Exercise 1 - 95% Confidence Interval for average income: (44808.086486663415, 45365.90201573753)


**Step 3: Exercise 2 - Hypothesis Testing**

In [6]:
from scipy.stats import ttest_1samp

# Test value for the population mean
population_mean_to_test = 47000

# One-sample t-test
t_statistic, p_value = ttest_1samp(sample_data, population_mean_to_test)

# Significance level
alpha = 0.05

print(f"\nExercise 2 - T-statistic: {t_statistic}")
print(f"P-value: {p_value}")
if p_value < alpha:
    print("Reject the null hypothesis: The average income is significantly greater than $47,000.")
else:
    print("Fail to reject the null hypothesis: No significant evidence that average income is above $47,000.")



Exercise 2 - T-statistic: -13.728569533902661
P-value: 2.0312021008999865e-39
Reject the null hypothesis: The average income is significantly greater than $47,000.


**Generate Additional Sample Data**

In [8]:
# Generating data for three cities
city_a_income = np.random.normal(45000, 5000, 1000)
city_b_income = np.random.normal(47000, 5000, 1000)
city_c_income = np.random.normal(46000, 5000, 1000)

# Display first 5 values of each city's income data
print("City A Income (first 5 values):", city_a_income[:5])
print("City B Income (first 5 values):", city_b_income[:5])
print("City C Income (first 5 values):", city_c_income[:5])


City A Income (first 5 values): [51996.77718293 49623.16841456 45298.1518496  41765.31611147
 48491.11656807]
City B Income (first 5 values): [43624.10862513 46277.40664642 43037.900395   45460.1923518
 37531.92666523]
City C Income (first 5 values): [36460.96221061 41698.0749461  43931.97233289 55438.4382867
 48782.76562267]


**Independent Two-Sample t-test between City A and City B**

In [10]:
from scipy.stats import ttest_ind

# Independent two-sample t-test
t_statistic_ab, p_value_ab = ttest_ind(city_a_income, city_b_income)

print(f"\nT-statistic (City A vs City B): {t_statistic_ab}")
print(f"P-value: {p_value_ab}")
if p_value_ab < alpha:
    print("Reject the null hypothesis: There is a significant difference in average income between City A and City B.")
else:
    print("Fail to reject the null hypothesis: No significant difference in average income between City A and City B.")



T-statistic (City A vs City B): -7.562787299722131
P-value: 5.978616169664526e-14
Reject the null hypothesis: There is a significant difference in average income between City A and City B.

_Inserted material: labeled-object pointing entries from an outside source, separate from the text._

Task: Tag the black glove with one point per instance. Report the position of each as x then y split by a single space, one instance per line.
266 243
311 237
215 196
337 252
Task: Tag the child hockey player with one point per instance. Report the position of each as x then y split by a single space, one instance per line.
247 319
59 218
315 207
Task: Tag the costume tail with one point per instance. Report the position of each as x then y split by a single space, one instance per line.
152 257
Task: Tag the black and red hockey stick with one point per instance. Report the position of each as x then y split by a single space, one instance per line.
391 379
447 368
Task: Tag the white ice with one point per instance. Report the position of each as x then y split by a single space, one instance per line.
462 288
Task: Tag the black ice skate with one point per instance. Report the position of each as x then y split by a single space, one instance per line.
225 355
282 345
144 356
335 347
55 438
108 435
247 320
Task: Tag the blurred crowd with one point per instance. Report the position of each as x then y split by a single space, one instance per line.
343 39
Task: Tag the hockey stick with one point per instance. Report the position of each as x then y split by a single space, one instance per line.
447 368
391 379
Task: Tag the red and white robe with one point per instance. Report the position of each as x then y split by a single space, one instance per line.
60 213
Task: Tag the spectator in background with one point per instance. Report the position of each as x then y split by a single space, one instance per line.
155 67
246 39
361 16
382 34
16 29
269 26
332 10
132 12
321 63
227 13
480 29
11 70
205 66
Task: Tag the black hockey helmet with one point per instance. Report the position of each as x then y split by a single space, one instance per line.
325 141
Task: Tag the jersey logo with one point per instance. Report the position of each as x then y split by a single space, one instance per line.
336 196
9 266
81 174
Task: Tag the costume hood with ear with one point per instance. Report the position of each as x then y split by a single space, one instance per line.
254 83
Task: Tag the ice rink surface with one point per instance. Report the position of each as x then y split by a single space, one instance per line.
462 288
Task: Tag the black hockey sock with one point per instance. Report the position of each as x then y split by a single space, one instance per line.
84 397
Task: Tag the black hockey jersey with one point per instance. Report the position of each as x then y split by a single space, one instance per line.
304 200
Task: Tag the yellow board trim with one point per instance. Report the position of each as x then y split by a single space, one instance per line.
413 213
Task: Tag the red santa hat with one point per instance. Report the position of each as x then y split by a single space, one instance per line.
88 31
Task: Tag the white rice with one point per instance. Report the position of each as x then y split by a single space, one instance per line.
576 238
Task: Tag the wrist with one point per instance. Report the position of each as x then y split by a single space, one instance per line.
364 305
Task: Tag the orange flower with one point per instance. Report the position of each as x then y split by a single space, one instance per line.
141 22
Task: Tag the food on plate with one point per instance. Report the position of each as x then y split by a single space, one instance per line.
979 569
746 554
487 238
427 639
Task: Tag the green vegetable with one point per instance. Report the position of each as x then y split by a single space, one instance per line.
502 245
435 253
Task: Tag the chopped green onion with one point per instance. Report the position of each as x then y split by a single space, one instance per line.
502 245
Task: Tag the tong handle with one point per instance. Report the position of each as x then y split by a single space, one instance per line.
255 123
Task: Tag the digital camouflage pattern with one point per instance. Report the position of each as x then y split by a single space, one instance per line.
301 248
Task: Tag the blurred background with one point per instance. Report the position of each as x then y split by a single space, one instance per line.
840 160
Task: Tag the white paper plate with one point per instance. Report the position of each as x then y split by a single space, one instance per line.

**ANOVA among City A, City B, and City C**

In [11]:
from scipy.stats import f_oneway

# One-way ANOVA
f_statistic_abc, p_value_abc = f_oneway(city_a_income, city_b_income, city_c_income)
# The F-statistic (f_statistic_abc) measures the ratio of the variance between the group means to the variance within the groups.
# A higher F-statistic indicates that there is more variability between the groups compared to within the groups, suggesting a significant difference in means.
print(f"\nF-statistic (ANOVA across City A, City B, and City C): {f_statistic_abc}")
print(f"P-value: {p_value_abc}")
if p_value_abc < alpha:
    print("Reject the null hypothesis: There is a significant difference in average income among the cities.")
else:
    print("Fail to reject the null hypothesis: No significant difference in average income among the cities.")



F-statistic (ANOVA across City A, City B, and City C): 28.975830573510713
P-value: 3.4361863347647236e-13
Reject the null hypothesis: There is a significant difference in average income among the cities.